Вот ни на йоту — такое тут отчаяние подступило — нельзя было к смыслу приблизиться; когда закончились врачи и варианты гормональной терапии, она одно могла помыслить: что ждут от каждого не подвига, конечно, — слишком сильное слово, — но все же действия, поступка и понуждают иногда весьма жестоко к действию, глаза нам раскрывают, увидеть заставляя всечеловеческое равенство перед слепой бедой, и противостоять, бороться с этой безличной давящей силой необходимо не закатыванием глазок, не причитаниями, а действенной любовью — наверное, на которую лишь личным горем и возможно нас подвигнуть. Не можешь быть матерью — будь с тем, у кого ее, матери, нет.
Боль беспризорности — почто меня оставили? — не может не вылиться в поиски другого человека, который полюбит тебя и которого никто за тебя не полюбит. Камлаев этого не понимал, не принимал, Камлаев не хотел
Она могла простить ему, поскольку и сама в чужого верила не очень чтобы очень: и в ней самой таким же прочным было себялюбие, вот это представление о том, что ты, оставив свою каплю, и после смерти будешь править этим миром.

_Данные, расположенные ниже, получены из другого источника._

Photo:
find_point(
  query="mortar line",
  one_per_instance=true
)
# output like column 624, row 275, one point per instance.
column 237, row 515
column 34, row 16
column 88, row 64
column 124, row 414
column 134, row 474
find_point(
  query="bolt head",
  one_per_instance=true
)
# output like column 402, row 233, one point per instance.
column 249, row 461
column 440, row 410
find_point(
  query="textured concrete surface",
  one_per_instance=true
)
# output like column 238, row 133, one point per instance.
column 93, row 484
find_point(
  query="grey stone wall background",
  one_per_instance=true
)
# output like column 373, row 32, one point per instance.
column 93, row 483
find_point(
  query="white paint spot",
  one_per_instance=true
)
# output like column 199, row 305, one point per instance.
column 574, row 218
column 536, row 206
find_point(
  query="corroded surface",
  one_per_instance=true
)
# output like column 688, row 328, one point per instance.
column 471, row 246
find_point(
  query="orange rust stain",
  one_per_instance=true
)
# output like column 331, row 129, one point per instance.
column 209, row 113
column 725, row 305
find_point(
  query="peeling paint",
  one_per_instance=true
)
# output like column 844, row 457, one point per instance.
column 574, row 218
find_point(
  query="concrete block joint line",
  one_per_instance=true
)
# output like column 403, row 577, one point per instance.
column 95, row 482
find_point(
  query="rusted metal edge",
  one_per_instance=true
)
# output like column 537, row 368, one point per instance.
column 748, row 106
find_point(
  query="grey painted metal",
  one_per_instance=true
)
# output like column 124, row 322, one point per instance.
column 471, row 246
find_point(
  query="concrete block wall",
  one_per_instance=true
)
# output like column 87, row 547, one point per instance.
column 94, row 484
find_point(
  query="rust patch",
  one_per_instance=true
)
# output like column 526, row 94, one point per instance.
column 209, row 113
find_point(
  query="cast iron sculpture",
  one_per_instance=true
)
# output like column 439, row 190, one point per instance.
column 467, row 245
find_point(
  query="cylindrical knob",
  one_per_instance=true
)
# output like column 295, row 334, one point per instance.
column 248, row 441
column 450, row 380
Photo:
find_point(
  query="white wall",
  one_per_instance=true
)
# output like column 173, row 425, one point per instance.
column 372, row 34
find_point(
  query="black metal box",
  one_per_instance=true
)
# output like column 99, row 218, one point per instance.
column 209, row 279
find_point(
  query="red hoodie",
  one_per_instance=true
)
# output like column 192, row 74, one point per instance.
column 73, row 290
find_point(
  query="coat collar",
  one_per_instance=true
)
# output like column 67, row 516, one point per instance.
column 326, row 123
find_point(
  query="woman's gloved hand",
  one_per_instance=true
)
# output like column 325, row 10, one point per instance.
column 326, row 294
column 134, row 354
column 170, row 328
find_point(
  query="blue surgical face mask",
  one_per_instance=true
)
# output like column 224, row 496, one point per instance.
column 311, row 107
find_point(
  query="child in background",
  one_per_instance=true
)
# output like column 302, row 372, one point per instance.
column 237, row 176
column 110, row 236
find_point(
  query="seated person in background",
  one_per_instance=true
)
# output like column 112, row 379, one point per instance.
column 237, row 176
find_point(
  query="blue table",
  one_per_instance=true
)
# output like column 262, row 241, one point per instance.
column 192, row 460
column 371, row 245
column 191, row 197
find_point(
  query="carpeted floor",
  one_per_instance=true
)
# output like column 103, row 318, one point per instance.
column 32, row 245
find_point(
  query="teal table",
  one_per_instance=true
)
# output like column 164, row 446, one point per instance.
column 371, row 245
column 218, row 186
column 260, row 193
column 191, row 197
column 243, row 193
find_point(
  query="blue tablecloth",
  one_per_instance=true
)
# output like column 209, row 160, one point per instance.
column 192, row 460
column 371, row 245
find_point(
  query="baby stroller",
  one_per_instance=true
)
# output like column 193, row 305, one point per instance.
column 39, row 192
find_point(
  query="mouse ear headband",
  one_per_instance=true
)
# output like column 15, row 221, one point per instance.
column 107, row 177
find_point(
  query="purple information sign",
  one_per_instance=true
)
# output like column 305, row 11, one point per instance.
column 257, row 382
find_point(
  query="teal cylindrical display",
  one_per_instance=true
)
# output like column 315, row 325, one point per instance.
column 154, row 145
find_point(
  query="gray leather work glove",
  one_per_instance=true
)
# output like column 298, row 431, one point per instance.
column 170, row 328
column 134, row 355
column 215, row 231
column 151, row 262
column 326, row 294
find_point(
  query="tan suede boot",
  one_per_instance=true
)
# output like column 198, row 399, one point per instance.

Не так было и просто сломать в себе вот это неприятие чужой крови: одно дело — одеть, накормить, приютить, подчинившись минутному приступу жалости, одно дело — вот так приезжать раз в неделю красивой морозной дарительницей милости, шоколадных конфет и жидкокристаллических окошек в огромный недоступный мир, совсем другое — уничтожить всякую отдельность друг от друга, все расстояние между собой и маленьким несчастным детским человеком, в распахнутых глазах которого такое «вдруг ты — мама?», что и не передать.
Да, надо было ей признать, что только показания медицинские, поставленный диагноз и толкнули ее вот в эту сторону, к дверям детдома, «на безрыбье» — Камлаев говорил жестоко, зло, но было тут, в его тяжелых, оскорбительных словах над чем задуматься. А может ли она? «Ответит за свои слова»? Наверное, нужно было ей остаться вообще одной, наверное, должны были сомкнуться эти зубы, чтобы ее нестойкое намерение заполнить эту пустоту неодолимо перешло в звериную, как будто не своей силой, правду действия. И вот перешло, но не так, как было ей задумано, воображалось, но так, как ей уже не верилось, что это с ней будет. Был свой теперь в ней плод. Его, камлаевский.